Here, you would use Thinset to attach the board to the concrete, and then use specialized mounting hardware to attach the drywall to the foam board. These foam or Kerdi boards are specially designed to prevent moisture and air from leaking through, and they also provide you with a surface that you can easily attach the drywall to.


Another option here is to put a layer of plywood in between the concrete and the drywall. Plywood will help to absorb and control moisture, thus preventing it from getting to the drywall. This material is relatively easy to install over concrete, and drywall is easy to install onto plywood.

However, do keep in mind that both drywall and plywood are relatively heavy, so you’ll definitely need a helping hand. Moreover, although this is a good option to consider, you should still think about using a moisture or vapor barrier for some added protection.

Moisture Barrier

No matter the case, you should always use a moisture or vapor barrier, which is more or less just a sheet of plastic. This plastic is airtight and waterproof, so it will stop moisture from getting to the drywall.

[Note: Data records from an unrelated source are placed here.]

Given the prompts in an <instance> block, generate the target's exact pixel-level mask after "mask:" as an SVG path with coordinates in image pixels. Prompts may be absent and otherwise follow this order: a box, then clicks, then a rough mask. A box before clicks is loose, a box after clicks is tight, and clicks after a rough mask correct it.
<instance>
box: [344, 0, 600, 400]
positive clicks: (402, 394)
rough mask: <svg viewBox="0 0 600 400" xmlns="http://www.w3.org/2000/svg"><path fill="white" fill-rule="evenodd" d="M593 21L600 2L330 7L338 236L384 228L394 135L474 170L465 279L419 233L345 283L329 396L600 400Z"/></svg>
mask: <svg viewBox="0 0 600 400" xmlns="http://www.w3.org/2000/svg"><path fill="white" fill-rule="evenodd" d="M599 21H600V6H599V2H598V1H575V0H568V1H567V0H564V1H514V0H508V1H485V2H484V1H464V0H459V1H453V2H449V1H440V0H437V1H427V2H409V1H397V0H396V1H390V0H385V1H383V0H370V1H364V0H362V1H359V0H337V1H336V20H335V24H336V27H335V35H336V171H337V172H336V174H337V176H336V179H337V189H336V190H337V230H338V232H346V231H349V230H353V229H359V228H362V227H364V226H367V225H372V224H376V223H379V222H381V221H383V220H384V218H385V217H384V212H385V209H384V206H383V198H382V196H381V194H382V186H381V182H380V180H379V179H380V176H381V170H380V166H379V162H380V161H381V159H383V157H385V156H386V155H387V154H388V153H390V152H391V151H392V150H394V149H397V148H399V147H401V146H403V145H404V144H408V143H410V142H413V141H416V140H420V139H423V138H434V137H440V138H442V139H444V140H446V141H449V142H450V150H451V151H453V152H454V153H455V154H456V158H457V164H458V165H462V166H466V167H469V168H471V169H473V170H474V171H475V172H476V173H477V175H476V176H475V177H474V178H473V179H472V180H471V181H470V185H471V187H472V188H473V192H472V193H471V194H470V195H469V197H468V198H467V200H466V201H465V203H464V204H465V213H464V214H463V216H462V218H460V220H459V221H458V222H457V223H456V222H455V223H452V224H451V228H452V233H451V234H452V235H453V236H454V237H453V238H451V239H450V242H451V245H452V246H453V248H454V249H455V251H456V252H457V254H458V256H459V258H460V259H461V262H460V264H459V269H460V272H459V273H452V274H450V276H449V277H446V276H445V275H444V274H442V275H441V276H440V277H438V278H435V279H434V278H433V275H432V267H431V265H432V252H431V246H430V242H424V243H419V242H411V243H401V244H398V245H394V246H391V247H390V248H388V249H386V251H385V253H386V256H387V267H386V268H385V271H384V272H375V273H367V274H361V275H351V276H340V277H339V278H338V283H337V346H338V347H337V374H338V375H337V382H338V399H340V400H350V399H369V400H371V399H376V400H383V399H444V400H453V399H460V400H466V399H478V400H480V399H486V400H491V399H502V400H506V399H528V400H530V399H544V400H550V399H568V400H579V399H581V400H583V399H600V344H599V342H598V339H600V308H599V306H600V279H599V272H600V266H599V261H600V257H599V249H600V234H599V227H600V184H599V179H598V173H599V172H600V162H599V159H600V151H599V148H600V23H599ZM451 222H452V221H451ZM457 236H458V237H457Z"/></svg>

3 Problems You Could Face If Your Drywall Touches Concrete

There are three specific issues that you will usually face if you try to install drywall directly onto concrete, and not only will they make life harder, but more expensive as well.

Moisture Issues

The biggest issue you will be faced with if you put drywall right onto concrete is that moisture will slowly seep in. That drywall is going to absorb any and all moisture that is present on that concrete, whether it was already there or if it gets in due to imperfections. Your drywall is going to start to crumble into pieces, and mold may even start to form. If your drywall gets crumbly and moldy, then you have some serious issues.

Installation Issues

Another thing to consider here is that concrete floors are rarely totally level and even. This means that installing drywall right overtop of concrete can be very difficult, almost impossible, especially if you want the drywall to be straight, level, and plumb. The worst case here is that you actually snap the drywall when trying to form it to an uneven concrete surface.

Movement Issues

The other issue here is that drywall and concrete expand and contract at different rates depending on the temperature. This means that when temperatures change, the two materials may put pressure on each other, and because drywall is much weaker than concrete, it’s the drywall that will start bending, crumbling, and breaking.


As you can see, there are many ways to create a good gap between concrete and drywall, and yes, you do need to choose one of them, as drywall should never directly touch concrete.